The 2013 transposed result for Vancouver-Fraserview:
BC Liberal: 46.7%
BC NDP: 44.6%
BC Green: 5.7%
BCCP: 3%
The BC Liberals won this riding by a slim 2.1% margin in 2013. However, the BCCP received 3% here in 2013 and are not running a 2017 candidate. This 3% vote will likely shift to the BC Libs in 2017. Moreover, the BC Greens are witnessing a bit of a surge and will also likely eat more into the 2013 BC NDP vote than the 2013 BC Liberal vote in 2017.
Finally, the new River District must also be taken into account. The River District comprises 130 acres and will eventually house ~18,000 new residents. Major new low-rise/mid-rise/high-rise developments have already been completed or are under way. These new owner/occupiers likely trend BC Liberal.

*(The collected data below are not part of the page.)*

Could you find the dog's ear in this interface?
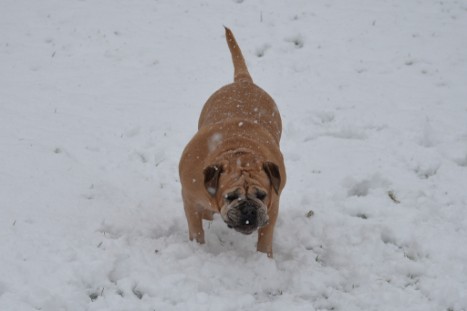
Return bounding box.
[204,165,223,196]
[263,162,281,194]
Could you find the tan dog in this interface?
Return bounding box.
[179,27,286,257]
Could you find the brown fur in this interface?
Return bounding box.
[179,27,286,257]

Vancouver-Fraserview is a swing riding - the party that forms gov't wins the riding.
21/04/2017 Proud BCer
The NDP nearly won this seat in 2013. This time, they are running the very popular former city councillor George Chow. Incumbent BC Liberal MLA (and Attorney General) Suzanne Anton has a battle on her hands. Chow and Anton last faced each other on a ballot in the 2008 municipal election, with Chow winning more votes then Anton, although that will have little bearing on this election. Fraserview will probably be one of the closest fought ridings of the night, but Chow should emerge victorious.
14/04/2017 Jack Cox
Right now it's a close election but if I'm a betting man by how the polls are right now the BC NDP will win this seat. That's if the polls are correct because we all saw what happened last time.
10/04/2017 Brian A
Westside Vancouver will be fun to watch, as some seats are solidly one side or the other, and others are TCTC. But, eastside Vancouver is solidly NDP. Counsellor Chow is extremely popular and extremely dynamic, and I just don't see any scenario where he doesn't win Fraserview.
25/03/2017 Crystal Ball
Wow! This one is a toss-up nail-biter. Both candidates for BC Libs and NDP are extremely qualified. Given how close last election results were in this riding and given fact that NDP has best candidate in many elections chosen for this riding (former Vancouver city councillor) I do believe it will narrowly turn NDP. Could be a re-count in this one.
17 03 07 South Islander
As Fraserview goes, so goes the Province. I don't see the NDP winning when they are polling below 40 even before the start of the campaign against a 16-year incumbent government with big coffers and a strong campaigner at the helm. Anton has also been a solid AG since she won this seat in 2013 and was a popular city councilor and mayoral contender before that. The NDP already have a 7-4 advantage in Vancouver - they need to focus on holding their ground here and making inroads in the suburbs and interior in order to win.
17 01 14 Jack Cox
Of the seats in the east end this one seems to go with the Government, but it's also low hanging fruit for Horgan and he needs to win this.